I asked her what her treatment plan for me was and she said she didn’t have one. WRONG ANSWER. She suggested I come up with a plan or that we work on one together. I said, “I’m not doing your work! You get paid for this!”
I told her I needed skills and that talking about future goals is useless. I need help now. I can’t cope with the present and the future terrifies me.
She told me I could find information on the internet! I said, “So why am I even here?”
She told me I could leave if I wanted to.
I was close to tears and panicking. We argued for a bit longer and then I screamed at her that it was all BS and that she would never see me again. I stormed out but on my way I knocked over a whole bunch of stuff on one of her shelves. I think I may have knocked some stuff over as I stormed through the waiting room too. I didn’t even feel like myself then.
I have no idea why the next part happened but mid-complete meltdown and in a total panic, I ran into a florist to try to buy a vase which I thought would make a nice Mother’s Day present. I was told it was just for display and not for sale (why do shops do this, ugh!). I was shaking so I just ran out.
I was terrified the psychologist would call the police so I hid behind a building and just sobbed hysterically. I couldn’t breathe. I thought I was in big trouble. I had no idea what to do so I called my mental health team to try to talk to my caseworker. She was busy so they put me through to someone else who was able to calm me down. She suggested I call my psychologist to apologise, so I did.
“I’m so sorry”, I mumbled through the phone to the secretary. She put me through to my psychologist and I said sorry to her too. She asked if I was going to come back. I said, “Now? Or in the future?” She reminded me that the last thing I said was that I was never coming back. I told her that I didn’t know if I would return. She suggested that I go into hospital again and I said there was no way I would be doing that. She told me she never wants a session like that again but if I want to come back, I can. I said I would think about it. She also told me to talk to my GP and see if he could recommend someone better than her. I asked if she called the police and she said she hadn’t. I asked her if I broke anything and she said yes, but nothing important.
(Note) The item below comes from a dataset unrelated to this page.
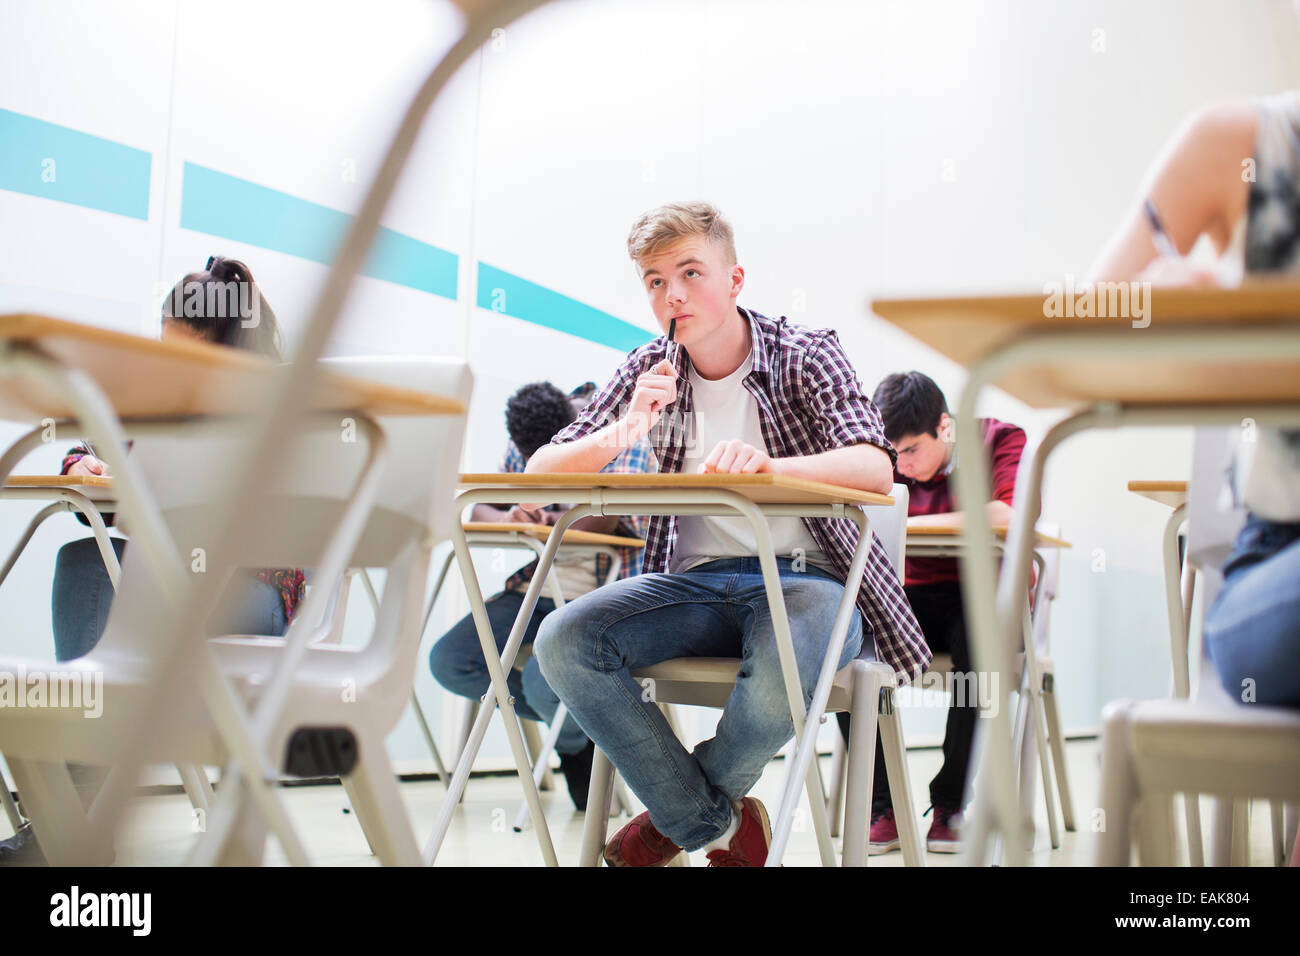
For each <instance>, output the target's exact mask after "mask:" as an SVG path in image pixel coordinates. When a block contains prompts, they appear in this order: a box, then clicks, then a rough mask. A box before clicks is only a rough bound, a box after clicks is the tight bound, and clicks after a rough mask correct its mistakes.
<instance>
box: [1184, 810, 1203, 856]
mask: <svg viewBox="0 0 1300 956" xmlns="http://www.w3.org/2000/svg"><path fill="white" fill-rule="evenodd" d="M1183 817H1184V818H1186V821H1187V865H1188V866H1204V865H1205V845H1204V843H1203V840H1201V797H1200V795H1199V793H1183Z"/></svg>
I hung up and sat for a while. I still couldn’t stop crying and I didn’t trust my legs to walk. Eventually I made it to the train station and got a train home.
Now it doesn’t feel real. I know it happened but it seems like I am remembering a movie or something. I rarely act out like that. I usually turn my anger onto myself. I feel so guilty. I acted so immaturely. I was just so frustrated. I really thought this year things could get better. I was prepared to do anything to fight my problems. Now I have very little fight in me.
I am not living, I am just existing. I wish I could just crawl into a hole but Sunday is Mother’s Day and I have to act fine and happy.